In terms of modulating the bioactivity of the implanted materials, some studies have doped anti-inflammatory agents,¹¹⁸ cell attachment molecules,^119,120 and neurotrophic factors^121, 122 into the coating materials to improve the microenvironment around the neuroelectrodes and coordinate the biological responses of different cell types through passive diffusion or controlled delivery. In addition, well-designed coatings can provide micro-woven surfaces, such as microconical structures or random nano-textures that match the cellular characteristics of neurons. These textured surfaces or 3D structures located at cellular and subcellular scales can modulate the immune response of glial cells, promote direct neuronal attachment and growth, as well as synaptic growth and extension, and strengthen neuronal survival.

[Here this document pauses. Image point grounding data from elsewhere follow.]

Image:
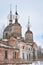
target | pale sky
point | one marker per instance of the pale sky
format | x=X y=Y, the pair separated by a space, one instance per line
x=32 y=8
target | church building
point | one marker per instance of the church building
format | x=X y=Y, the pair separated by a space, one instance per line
x=14 y=49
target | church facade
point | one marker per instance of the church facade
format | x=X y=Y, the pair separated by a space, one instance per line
x=14 y=49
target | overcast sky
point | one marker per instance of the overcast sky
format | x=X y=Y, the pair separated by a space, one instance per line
x=26 y=8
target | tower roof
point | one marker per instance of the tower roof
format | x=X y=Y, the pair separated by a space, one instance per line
x=28 y=27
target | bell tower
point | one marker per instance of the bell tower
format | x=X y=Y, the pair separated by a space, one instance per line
x=29 y=34
x=10 y=15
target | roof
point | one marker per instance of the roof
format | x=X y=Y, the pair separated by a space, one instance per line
x=6 y=46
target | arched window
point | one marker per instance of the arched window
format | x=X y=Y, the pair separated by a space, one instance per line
x=6 y=34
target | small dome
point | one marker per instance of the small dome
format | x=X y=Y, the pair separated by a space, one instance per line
x=28 y=31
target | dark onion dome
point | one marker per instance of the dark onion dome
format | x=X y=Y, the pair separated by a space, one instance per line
x=28 y=31
x=16 y=24
x=8 y=28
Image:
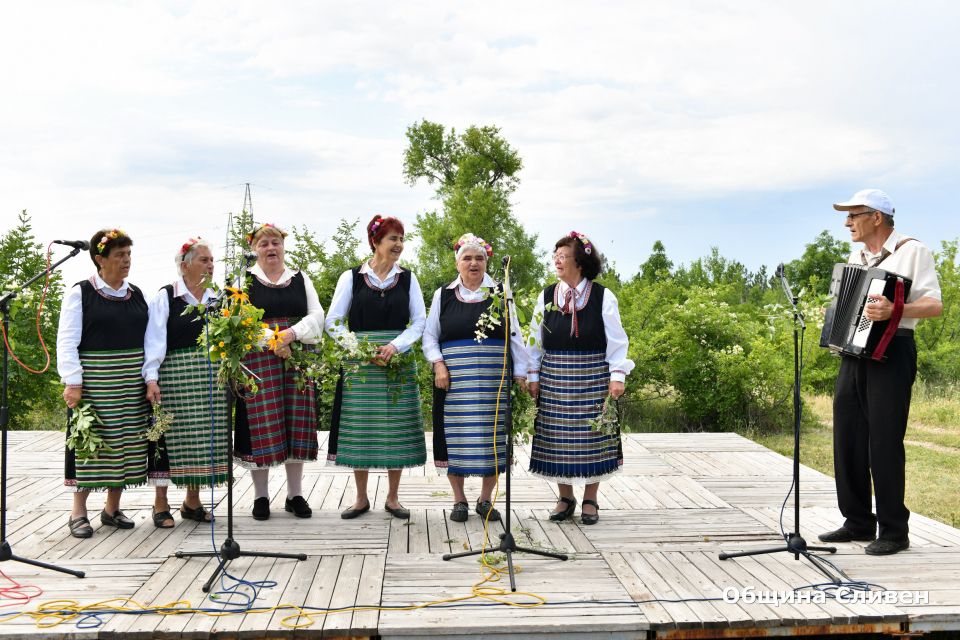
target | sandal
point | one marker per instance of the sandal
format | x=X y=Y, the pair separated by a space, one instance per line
x=199 y=514
x=590 y=518
x=117 y=520
x=560 y=516
x=160 y=518
x=80 y=527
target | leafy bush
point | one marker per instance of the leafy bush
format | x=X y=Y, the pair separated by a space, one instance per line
x=20 y=259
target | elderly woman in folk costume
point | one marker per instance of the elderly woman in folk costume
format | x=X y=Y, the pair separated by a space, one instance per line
x=469 y=378
x=578 y=358
x=99 y=356
x=278 y=425
x=176 y=373
x=383 y=303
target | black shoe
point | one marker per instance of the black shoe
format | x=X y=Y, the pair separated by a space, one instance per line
x=117 y=520
x=399 y=512
x=846 y=535
x=460 y=513
x=261 y=509
x=590 y=518
x=80 y=527
x=160 y=518
x=886 y=547
x=485 y=507
x=560 y=516
x=353 y=513
x=298 y=507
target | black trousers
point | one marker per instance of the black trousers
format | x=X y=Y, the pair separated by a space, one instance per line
x=870 y=411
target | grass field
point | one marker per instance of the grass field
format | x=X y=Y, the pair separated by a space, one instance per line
x=932 y=443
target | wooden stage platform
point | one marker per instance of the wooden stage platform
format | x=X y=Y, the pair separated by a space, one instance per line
x=681 y=499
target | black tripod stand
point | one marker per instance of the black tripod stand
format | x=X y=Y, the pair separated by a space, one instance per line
x=508 y=545
x=795 y=542
x=230 y=549
x=6 y=553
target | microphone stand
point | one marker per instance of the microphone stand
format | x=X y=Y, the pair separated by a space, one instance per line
x=230 y=549
x=795 y=542
x=6 y=552
x=508 y=545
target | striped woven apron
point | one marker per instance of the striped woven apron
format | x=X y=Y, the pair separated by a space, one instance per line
x=185 y=388
x=477 y=377
x=381 y=424
x=573 y=387
x=114 y=387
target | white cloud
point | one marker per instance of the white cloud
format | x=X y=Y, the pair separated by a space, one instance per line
x=617 y=108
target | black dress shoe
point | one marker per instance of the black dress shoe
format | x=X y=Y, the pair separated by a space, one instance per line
x=298 y=507
x=590 y=518
x=261 y=509
x=159 y=517
x=886 y=547
x=117 y=520
x=846 y=535
x=485 y=507
x=400 y=512
x=353 y=513
x=560 y=516
x=460 y=513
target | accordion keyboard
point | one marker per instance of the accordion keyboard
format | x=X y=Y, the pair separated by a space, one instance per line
x=874 y=294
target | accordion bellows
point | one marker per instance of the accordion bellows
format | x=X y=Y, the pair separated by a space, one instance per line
x=845 y=329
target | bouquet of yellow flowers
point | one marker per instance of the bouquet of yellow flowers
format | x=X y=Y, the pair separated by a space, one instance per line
x=232 y=333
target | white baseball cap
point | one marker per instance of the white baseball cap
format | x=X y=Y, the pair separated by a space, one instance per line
x=873 y=198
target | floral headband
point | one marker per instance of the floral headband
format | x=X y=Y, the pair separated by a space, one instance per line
x=185 y=249
x=250 y=235
x=469 y=238
x=107 y=237
x=587 y=247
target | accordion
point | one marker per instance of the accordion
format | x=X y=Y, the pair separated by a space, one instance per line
x=846 y=331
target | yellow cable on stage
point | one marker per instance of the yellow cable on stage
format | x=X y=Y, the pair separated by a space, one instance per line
x=52 y=613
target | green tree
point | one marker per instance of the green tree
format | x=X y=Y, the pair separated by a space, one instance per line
x=21 y=257
x=657 y=267
x=474 y=174
x=815 y=267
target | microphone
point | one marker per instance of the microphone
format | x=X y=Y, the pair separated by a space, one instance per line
x=83 y=245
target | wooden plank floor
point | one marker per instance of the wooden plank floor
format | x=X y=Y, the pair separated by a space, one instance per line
x=649 y=568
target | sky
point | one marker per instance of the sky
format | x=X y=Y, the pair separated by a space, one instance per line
x=699 y=124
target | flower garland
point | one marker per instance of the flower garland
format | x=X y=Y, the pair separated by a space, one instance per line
x=107 y=237
x=587 y=246
x=250 y=235
x=233 y=333
x=469 y=238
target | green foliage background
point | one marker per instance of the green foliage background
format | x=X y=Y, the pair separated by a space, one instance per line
x=29 y=394
x=712 y=341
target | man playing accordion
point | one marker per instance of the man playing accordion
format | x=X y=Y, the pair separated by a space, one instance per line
x=872 y=400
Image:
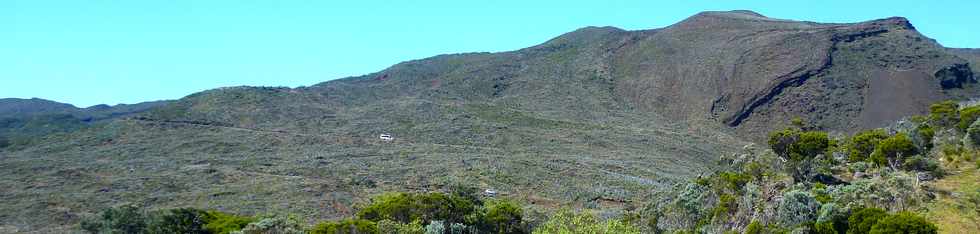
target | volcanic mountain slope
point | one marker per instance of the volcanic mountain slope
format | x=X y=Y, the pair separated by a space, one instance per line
x=23 y=119
x=598 y=117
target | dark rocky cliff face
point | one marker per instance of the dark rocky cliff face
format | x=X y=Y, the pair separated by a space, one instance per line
x=738 y=69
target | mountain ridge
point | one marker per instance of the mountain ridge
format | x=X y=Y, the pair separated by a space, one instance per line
x=599 y=112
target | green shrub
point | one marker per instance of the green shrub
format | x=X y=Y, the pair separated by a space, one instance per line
x=274 y=224
x=502 y=217
x=811 y=144
x=922 y=163
x=904 y=222
x=797 y=208
x=925 y=133
x=122 y=219
x=967 y=117
x=393 y=227
x=435 y=227
x=831 y=219
x=567 y=222
x=224 y=223
x=863 y=143
x=754 y=228
x=4 y=142
x=181 y=220
x=781 y=141
x=821 y=193
x=726 y=204
x=734 y=181
x=863 y=219
x=405 y=208
x=893 y=149
x=944 y=113
x=346 y=226
x=973 y=133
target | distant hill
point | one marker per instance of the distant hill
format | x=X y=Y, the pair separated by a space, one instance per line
x=24 y=119
x=598 y=117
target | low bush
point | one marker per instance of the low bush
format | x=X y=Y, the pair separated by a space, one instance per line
x=224 y=223
x=405 y=208
x=346 y=226
x=967 y=117
x=944 y=113
x=863 y=144
x=861 y=220
x=893 y=150
x=122 y=219
x=904 y=222
x=180 y=220
x=273 y=224
x=567 y=222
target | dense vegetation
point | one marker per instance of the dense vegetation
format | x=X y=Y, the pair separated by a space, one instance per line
x=601 y=121
x=429 y=213
x=808 y=181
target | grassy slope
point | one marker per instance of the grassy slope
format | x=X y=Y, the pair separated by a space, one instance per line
x=567 y=122
x=957 y=207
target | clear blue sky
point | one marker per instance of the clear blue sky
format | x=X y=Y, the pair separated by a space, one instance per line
x=101 y=51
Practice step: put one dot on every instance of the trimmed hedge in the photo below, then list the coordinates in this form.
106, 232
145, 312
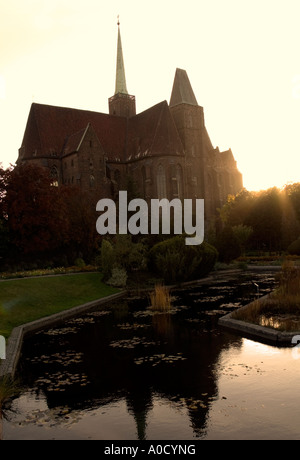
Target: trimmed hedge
176, 262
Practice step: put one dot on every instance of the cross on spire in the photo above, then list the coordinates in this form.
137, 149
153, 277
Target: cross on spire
120, 71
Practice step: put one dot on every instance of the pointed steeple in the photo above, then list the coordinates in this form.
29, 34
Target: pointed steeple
120, 71
121, 103
182, 92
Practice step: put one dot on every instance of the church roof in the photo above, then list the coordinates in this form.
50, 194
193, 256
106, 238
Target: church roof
58, 131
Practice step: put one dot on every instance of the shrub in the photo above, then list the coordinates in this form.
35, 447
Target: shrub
107, 259
175, 261
118, 277
294, 248
80, 263
160, 298
228, 245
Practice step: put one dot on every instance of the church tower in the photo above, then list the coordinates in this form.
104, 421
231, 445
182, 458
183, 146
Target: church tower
121, 103
189, 120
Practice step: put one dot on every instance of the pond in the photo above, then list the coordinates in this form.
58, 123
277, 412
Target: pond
126, 373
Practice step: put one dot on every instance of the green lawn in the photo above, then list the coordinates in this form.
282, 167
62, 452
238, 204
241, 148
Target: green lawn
28, 299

Although traditional precious metal materials possess extremely high electrical conductivity, it is often difficult to avoid the problem of mismatch between elastic modulus and brain tissue when used for the electrode body, but using nano-metallic materials for the coating material of flexible electrode substrate is another approach to solve the problem.

Through adjusting the immersion and exudation time, a network of Au nanoparticles was formed on the polymer fibre shell, which showed excellent electrical properties (conductivity 7.68 × 10⁴ S/m impedance 2.88 × 10³ Ω at 1 kHz) with an elastic modulus approximating the brain tissue and achieved stable recording of electrical signals for up to 4 months.⁹⁶ In addition to being used to improve organic flexible electrode material substrates, metal coatings are often used to modify metal electrodes because the added coating does not affect the biocompatibility of the original electrode when the electrode substrate is identical to the coating material. Ramesh et al.^123⇓-125 performed pulsed direct-current electrophoretic deposition of laser-generated platinum nanoparticles on platinum-based 3D neuroelectrodes and found that this coating of platinum nanoparticles was sufficiently stable (Figure 5A) and the total mass of platinum around the electrodes was below the systemic toxicity-related concentrations after 4 weeks of experiments in the rat brain. By functionalising the metal coating with a structural design, the liquid can improve the performance of the electrode without changing the coating material. The internal structure and surface morphology of metal electrodes also affect the flexibility, electrical conductivity, and biocompatibility of neuroelectrodes. As shown in Figure 5B, Yang et al.¹²⁶ proposed a dual-microcrack coupling strategy to enhance the stretchability of metal electrodes by utilising the complementarity between two layers of Au microcracked films. The double-microcrack-coupled electrode fabricated using this method has a much lower resistance change (R/R0 = 5.6) and exhibits a high stretchability of ~200% at 100% strain (Figure 5C, and D).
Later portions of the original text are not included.